Heading a team of seven other specialized firms, BBB will take a fresh look at the 400-acre campus and outline how it might grow in the future. The project is particularly challenging since Princeton is in the midst of an ambitious building program. Princeton's campus is characterized by a seamless marriage of architecture and landscape, a quality that can be extended by balancing new development with complementary open spaces.
"Under the leadership of president Shirley M. Tilghman, we have engaged in an intensive series of internal discussions over the past two years with senior administrators, faculty, architects and other key stakeholders through which we have developed a set of overarching principles for campus planning and development," said Mark Burstein, executive vice president at Princeton.
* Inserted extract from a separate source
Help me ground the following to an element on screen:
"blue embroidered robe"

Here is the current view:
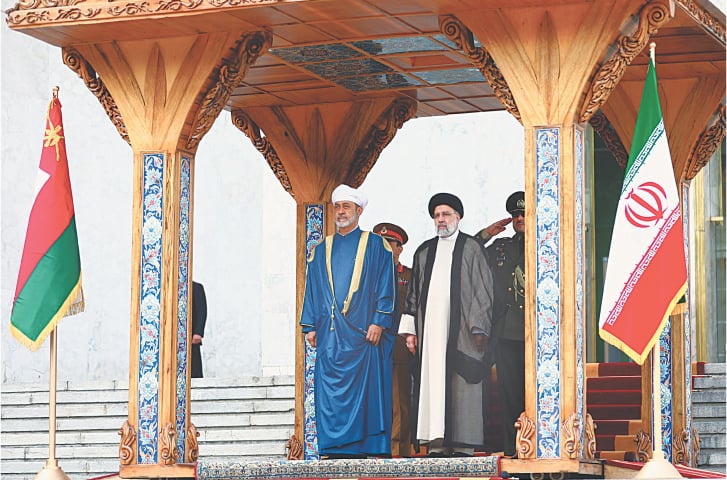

"Now we will work with BBB to develop a plan for applying these principles to specific decisions we will need to make not only about where to locate new facilities, but also about parking, transportation, pedestrian access and circulation, infrastructure support, signage, landscaping and other issues."
Beyer Blinder Belle has prepared long-term campus plans for several other institutions, including the State University of New York at Stony Brook, Columbia University and the eight-campus Indiana University system.
The firm has assembled a team of specialists with whom it will work on various aspects of the plan. The other participants in the project include:
Michael Van Valkenburgh Associates, Architecture Research Office, Lynden B. Miller Public Garden Design, Gorove/Slade Associates, Chance Management Advisors, Two Twelve Associates and Judith Nitsch Engineering.
The process of developing the campus plan is expected to take two years. According to Burstein, it will offer members of the University and local communities many opportunities for engagement.
The project is taking place during a 10-year building boom on Princeton's campus. Some 1.6 million s/f of space will have been added to the physical plant through new facilities by 2006, yielding a total physical plant of more than 9.5 million s/f. University officials estimate that Princeton will require an additional 1 million s/f between 2007 and 2017, the period to be covered by the plan. During the earlier internal discussions on campus planning, Princeton officials decided that, for the foreseeable future, the further expansion would take place on the main campus, rather than on land the University owns across Lake Carnegie in West Windsor.